Lots of books will teach you how to process data with particular technologies, but Kent’s book goes deeper. He shows in chapter after chapter how database practice fails to match the way humans actually use information.

Data and Reality is almost thirty years old, but the issues haven’t really changed: if anything, they’re much more in our collective faces.

This book may be for you if:

  • you feel strongly that you and your Social Security number (U.S. tax identification) are not the same thing,
  • you wonder whether Mark Twain and Samuel Clemens were the same person for all purposes,
  • you don’t know what to put down for Homer’s year of birth in that author/title cataloguing app you downloaded,
  • you wonder about people who think that something doesn’t exist if it’s not in the expected database (or if it’s not on the Web).

Information philosophy

If these issues sound a lot like the first ten minutes of a college philosophy course, that’s intended.
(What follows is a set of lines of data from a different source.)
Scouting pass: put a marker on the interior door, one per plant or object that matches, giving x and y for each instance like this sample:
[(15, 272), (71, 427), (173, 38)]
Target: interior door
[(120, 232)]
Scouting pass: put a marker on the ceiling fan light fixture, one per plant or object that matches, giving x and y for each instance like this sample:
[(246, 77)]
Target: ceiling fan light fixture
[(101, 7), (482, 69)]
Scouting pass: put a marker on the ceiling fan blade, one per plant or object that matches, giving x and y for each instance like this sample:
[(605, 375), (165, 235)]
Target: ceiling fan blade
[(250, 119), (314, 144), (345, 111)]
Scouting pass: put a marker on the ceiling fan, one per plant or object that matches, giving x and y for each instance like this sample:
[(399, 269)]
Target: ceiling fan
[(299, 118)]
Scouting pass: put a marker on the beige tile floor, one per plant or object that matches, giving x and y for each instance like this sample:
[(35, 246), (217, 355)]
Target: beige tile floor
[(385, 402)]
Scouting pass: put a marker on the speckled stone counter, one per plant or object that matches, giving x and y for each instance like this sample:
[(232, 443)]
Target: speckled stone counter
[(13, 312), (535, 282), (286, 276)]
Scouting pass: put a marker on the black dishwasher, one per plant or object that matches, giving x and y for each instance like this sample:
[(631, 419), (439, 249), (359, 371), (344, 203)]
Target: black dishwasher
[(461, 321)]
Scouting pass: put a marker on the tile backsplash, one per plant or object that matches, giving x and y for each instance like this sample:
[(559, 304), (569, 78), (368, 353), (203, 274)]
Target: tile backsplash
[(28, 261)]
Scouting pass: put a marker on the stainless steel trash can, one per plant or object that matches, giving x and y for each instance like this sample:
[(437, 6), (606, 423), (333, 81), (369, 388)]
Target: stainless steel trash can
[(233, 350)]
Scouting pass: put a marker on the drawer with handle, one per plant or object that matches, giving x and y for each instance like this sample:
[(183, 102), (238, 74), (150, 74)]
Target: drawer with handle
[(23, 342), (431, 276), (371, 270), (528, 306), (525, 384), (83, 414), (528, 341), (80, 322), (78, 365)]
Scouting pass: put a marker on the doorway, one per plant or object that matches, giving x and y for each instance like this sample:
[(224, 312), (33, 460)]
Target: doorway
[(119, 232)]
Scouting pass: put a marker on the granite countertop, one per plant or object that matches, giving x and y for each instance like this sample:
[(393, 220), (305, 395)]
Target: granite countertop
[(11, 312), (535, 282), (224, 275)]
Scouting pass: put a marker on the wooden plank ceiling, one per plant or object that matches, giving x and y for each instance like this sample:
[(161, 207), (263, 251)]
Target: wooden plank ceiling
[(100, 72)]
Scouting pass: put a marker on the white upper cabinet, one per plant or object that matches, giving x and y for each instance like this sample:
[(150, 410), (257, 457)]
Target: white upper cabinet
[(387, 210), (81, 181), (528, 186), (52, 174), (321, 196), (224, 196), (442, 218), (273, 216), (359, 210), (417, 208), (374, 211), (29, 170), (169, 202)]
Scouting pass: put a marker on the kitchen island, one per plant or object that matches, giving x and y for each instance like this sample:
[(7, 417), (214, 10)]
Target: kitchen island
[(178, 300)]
Philosophy is all about seeking answers to questions we don’t often pause to ask.

Pause.

Pause.

We run into questions like these all the time in building software, especially now that we’ve woven the Web and woven ourselves and our lives into it.

On Information in Rotation I’m going to call this category “Information Philosophy”; I think it will get woven in with the more orthodox techy blog-fodder as we go along.

Anyhow, I strongly recommend Data and Reality, which is available as print-on-demand or (inexpensive) eBook from the publisher at the link I gave above (as of 2006-12-28).

[The paperback has ISBN 9781585009701 and the eBook 9781420898880. Does this make them different books?]